Pinscreen animation makes use of a screen filled with movable pins, which can be moved in or out by pressing an object onto the screen.The screen is lit from the side so that the pins cast shadows. The technique has been used to create animated films with a range of textural effects difficult to achieve with traditional cel animation. The technique was developed by Alexandre Alexeieff and his wife Claire Parker who were often guests of the National Film Board of Canada. They made a total of 6 very short films with it, over a period of fifty years.
Despite their short running time and their monochrome nature they won numerous awards over the years.
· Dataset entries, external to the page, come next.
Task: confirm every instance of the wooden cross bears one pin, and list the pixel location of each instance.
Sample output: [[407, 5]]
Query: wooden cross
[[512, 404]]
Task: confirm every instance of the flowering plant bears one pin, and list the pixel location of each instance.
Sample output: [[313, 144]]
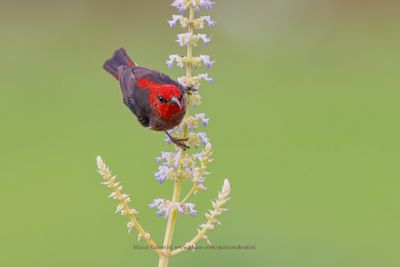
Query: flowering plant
[[180, 166]]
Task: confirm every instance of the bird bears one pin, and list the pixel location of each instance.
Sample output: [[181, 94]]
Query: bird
[[157, 101]]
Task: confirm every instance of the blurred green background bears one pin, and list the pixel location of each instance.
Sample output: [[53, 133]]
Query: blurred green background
[[304, 121]]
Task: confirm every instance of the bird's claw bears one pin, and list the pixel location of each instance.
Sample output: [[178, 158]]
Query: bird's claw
[[180, 142]]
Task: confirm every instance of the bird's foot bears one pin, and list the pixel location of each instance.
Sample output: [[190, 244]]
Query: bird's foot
[[180, 142]]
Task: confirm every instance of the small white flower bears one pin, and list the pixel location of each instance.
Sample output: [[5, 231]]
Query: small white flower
[[206, 61], [205, 77], [210, 22], [206, 40], [175, 18]]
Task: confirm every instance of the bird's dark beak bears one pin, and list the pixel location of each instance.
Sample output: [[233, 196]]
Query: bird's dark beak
[[176, 101]]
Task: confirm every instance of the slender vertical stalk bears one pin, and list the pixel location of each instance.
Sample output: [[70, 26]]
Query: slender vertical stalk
[[164, 259]]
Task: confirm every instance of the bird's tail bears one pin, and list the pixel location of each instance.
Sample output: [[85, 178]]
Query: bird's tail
[[120, 58]]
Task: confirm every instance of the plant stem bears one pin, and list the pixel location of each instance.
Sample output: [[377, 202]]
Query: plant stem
[[164, 259]]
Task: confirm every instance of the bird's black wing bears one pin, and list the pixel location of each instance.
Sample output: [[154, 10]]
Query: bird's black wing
[[136, 100], [156, 77]]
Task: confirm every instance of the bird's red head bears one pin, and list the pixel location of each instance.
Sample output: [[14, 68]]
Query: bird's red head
[[167, 101]]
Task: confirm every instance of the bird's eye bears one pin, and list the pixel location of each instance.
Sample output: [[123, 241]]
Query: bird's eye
[[162, 99]]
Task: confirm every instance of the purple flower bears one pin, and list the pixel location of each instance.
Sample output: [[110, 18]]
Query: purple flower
[[180, 209], [207, 4], [210, 22], [163, 173], [205, 77], [200, 181], [206, 61], [180, 5], [204, 37], [175, 18], [156, 202], [190, 207], [203, 137], [170, 61]]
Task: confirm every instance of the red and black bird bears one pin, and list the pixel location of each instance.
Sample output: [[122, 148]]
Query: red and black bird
[[158, 102]]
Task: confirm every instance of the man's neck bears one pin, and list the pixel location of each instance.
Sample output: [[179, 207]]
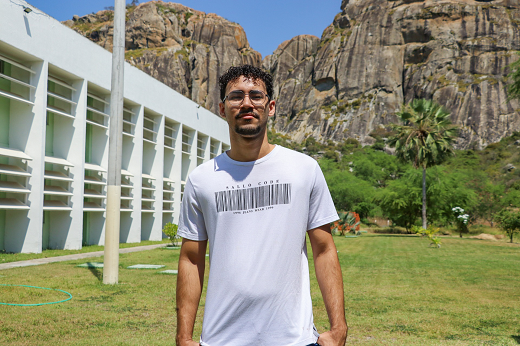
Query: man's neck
[[246, 149]]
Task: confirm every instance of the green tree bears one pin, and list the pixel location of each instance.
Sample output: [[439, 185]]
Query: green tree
[[424, 138], [400, 201], [346, 189], [509, 221]]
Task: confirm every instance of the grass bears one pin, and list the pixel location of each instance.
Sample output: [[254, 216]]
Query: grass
[[397, 290]]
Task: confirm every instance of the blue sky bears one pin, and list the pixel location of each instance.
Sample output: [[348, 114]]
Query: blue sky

The original pinscreen had 240,000 pins which were usually pressed with a small tool, one pin at a time or with other specialized instruments. The pin and frame assembly was built very solidly and mounted in a secure fashion to offer a stable image to the animation camera day after day, week after week as each image of the movie was painstakingly composed. Smaller, cheaper models have been made and a five by seven inch "play" version is sometimes sold in Science museums or through the Web and printed catalogs.
According to Claire Parker, the images created by the pinscreen made it possible to make an animated movie which escaped from the flat, "comic" aspect of cel animation and plunged instead into the dramatic and the poetic by the exploitation of chiaroscuro, or shading effects.
Many computer programs have been made with the goal of simulating the images generated by a physical pinscreen.